— Ничего; сейчас большой дождь пойдет! (Он уже шел и тогда.) Вам, ребятишки, пешком не дойти.

Мы в ответ ему только молча плакали.

— Ничего, ничего, не голосите, я вас донесу на себе! — заговорил он и утер своею ладонью заплаканное лицо брата, отчего у того сейчас же показались на лице грязные полосы.

— Вон ишь, какие мужичьи руки-то грязные, — сказал наш избавитель и провел еще раз по лицу брата ладонью в другую сторону, — отчего грязь не убавилась, а только получила растущовку в другую сторону.

— Вам не дойти… Я вас поведу… да, не дойти… в грязи черевички[13] спадут.

— Умеете ли верхом ездить? — заговорил снова мужик.

Я взял смелость проронить слово и ответил:

— Умею.

— А умеешь, то и ладно! — молвил он и в одно мгновение вскинул меня на одно плечо, а брата — на другое, велел нам взяться друг с другом руками за его затылком, а сам покрыл нас своею свиткою, прижал к себе наши колена и понес нас, скоро и широко шагая по грязи, которая быстро растворялась и чавкала под его твердо ступавшими ногами, обутыми в большие лапти.

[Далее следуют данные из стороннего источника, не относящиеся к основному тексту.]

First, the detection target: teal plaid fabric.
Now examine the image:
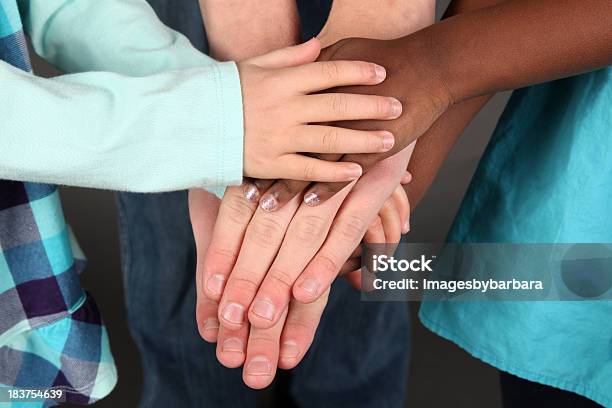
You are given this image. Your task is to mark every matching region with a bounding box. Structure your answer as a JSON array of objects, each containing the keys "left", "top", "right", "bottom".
[{"left": 0, "top": 0, "right": 117, "bottom": 407}]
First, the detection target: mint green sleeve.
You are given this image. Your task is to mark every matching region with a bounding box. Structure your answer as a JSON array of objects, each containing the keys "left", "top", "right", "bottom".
[{"left": 0, "top": 0, "right": 243, "bottom": 192}]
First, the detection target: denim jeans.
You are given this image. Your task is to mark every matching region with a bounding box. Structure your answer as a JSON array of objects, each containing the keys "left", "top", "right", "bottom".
[{"left": 117, "top": 0, "right": 410, "bottom": 408}]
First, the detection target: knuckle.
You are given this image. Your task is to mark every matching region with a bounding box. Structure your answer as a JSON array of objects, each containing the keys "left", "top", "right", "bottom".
[
  {"left": 268, "top": 268, "right": 295, "bottom": 293},
  {"left": 359, "top": 62, "right": 376, "bottom": 80},
  {"left": 330, "top": 94, "right": 349, "bottom": 116},
  {"left": 317, "top": 254, "right": 340, "bottom": 277},
  {"left": 375, "top": 97, "right": 393, "bottom": 117},
  {"left": 321, "top": 126, "right": 340, "bottom": 153},
  {"left": 295, "top": 215, "right": 326, "bottom": 243},
  {"left": 339, "top": 215, "right": 367, "bottom": 242},
  {"left": 321, "top": 61, "right": 341, "bottom": 82}
]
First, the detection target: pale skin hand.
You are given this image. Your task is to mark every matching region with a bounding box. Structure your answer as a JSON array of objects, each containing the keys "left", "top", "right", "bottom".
[
  {"left": 238, "top": 39, "right": 402, "bottom": 181},
  {"left": 198, "top": 0, "right": 436, "bottom": 388},
  {"left": 194, "top": 0, "right": 338, "bottom": 388}
]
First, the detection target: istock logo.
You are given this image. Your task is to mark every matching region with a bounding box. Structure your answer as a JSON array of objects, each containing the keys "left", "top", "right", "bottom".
[{"left": 372, "top": 255, "right": 435, "bottom": 272}]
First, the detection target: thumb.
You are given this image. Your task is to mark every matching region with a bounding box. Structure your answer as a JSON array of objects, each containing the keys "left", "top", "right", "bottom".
[{"left": 248, "top": 38, "right": 321, "bottom": 69}]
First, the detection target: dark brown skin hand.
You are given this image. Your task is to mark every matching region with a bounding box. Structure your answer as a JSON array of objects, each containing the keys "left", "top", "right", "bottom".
[
  {"left": 244, "top": 39, "right": 451, "bottom": 211},
  {"left": 247, "top": 0, "right": 612, "bottom": 210}
]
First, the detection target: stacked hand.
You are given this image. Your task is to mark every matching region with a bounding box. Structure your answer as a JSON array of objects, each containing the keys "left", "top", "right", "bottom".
[
  {"left": 189, "top": 145, "right": 410, "bottom": 388},
  {"left": 238, "top": 39, "right": 402, "bottom": 181}
]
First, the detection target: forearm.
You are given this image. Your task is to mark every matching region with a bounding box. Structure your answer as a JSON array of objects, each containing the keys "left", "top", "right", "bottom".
[
  {"left": 0, "top": 62, "right": 243, "bottom": 192},
  {"left": 19, "top": 0, "right": 215, "bottom": 76},
  {"left": 317, "top": 0, "right": 435, "bottom": 46},
  {"left": 416, "top": 0, "right": 612, "bottom": 102},
  {"left": 200, "top": 0, "right": 300, "bottom": 60},
  {"left": 404, "top": 0, "right": 507, "bottom": 208}
]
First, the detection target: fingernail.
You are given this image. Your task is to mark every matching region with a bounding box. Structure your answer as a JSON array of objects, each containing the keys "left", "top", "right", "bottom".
[
  {"left": 300, "top": 278, "right": 319, "bottom": 296},
  {"left": 374, "top": 64, "right": 387, "bottom": 82},
  {"left": 346, "top": 164, "right": 363, "bottom": 180},
  {"left": 247, "top": 356, "right": 272, "bottom": 375},
  {"left": 383, "top": 132, "right": 395, "bottom": 152},
  {"left": 389, "top": 98, "right": 402, "bottom": 119},
  {"left": 221, "top": 337, "right": 244, "bottom": 353},
  {"left": 402, "top": 220, "right": 410, "bottom": 234},
  {"left": 206, "top": 274, "right": 225, "bottom": 295},
  {"left": 253, "top": 300, "right": 274, "bottom": 321},
  {"left": 242, "top": 183, "right": 259, "bottom": 203},
  {"left": 304, "top": 193, "right": 321, "bottom": 207},
  {"left": 223, "top": 303, "right": 244, "bottom": 324},
  {"left": 259, "top": 194, "right": 278, "bottom": 212},
  {"left": 280, "top": 340, "right": 300, "bottom": 358},
  {"left": 204, "top": 317, "right": 219, "bottom": 331}
]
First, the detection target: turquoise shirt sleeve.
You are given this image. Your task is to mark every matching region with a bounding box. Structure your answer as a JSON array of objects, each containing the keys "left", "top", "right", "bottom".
[{"left": 0, "top": 0, "right": 243, "bottom": 192}]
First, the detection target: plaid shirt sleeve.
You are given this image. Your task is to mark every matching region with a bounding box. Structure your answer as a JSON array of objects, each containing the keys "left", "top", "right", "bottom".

Мы сидели на его плечах, покрытые его свитою. Это, должно быть, выходила пребольшая фигура, но нам было удобно: свита замокла от ливня и залубенела так, что нам под нею и сухо и тепло было. Мы покачивались на плечах нашего носильщика, как на верблюде, и скоро впали в какое-то каталептическое состояние, а пришли в себя у родника, на своей усадьбе. Для меня лично это был настоящий глубокий сон, из которого пробуждение наступало не разом. Я помню, что нас разворачивал из свиты этот самый мужик, которого теперь окружали все наши Аннушки, и все они вырывали нас у него из рук и при этом самого его за что-то немилосердно бранили, и свитку его, в которой мы были им так хорошо сбережены, бросили ему с величайшим презрением на землю. Кроме того, ему еще угрожали приездом моего отца и тем, что они сейчас сбегают на деревню, позовут с цепами баб и мужиков и пустят на него собак.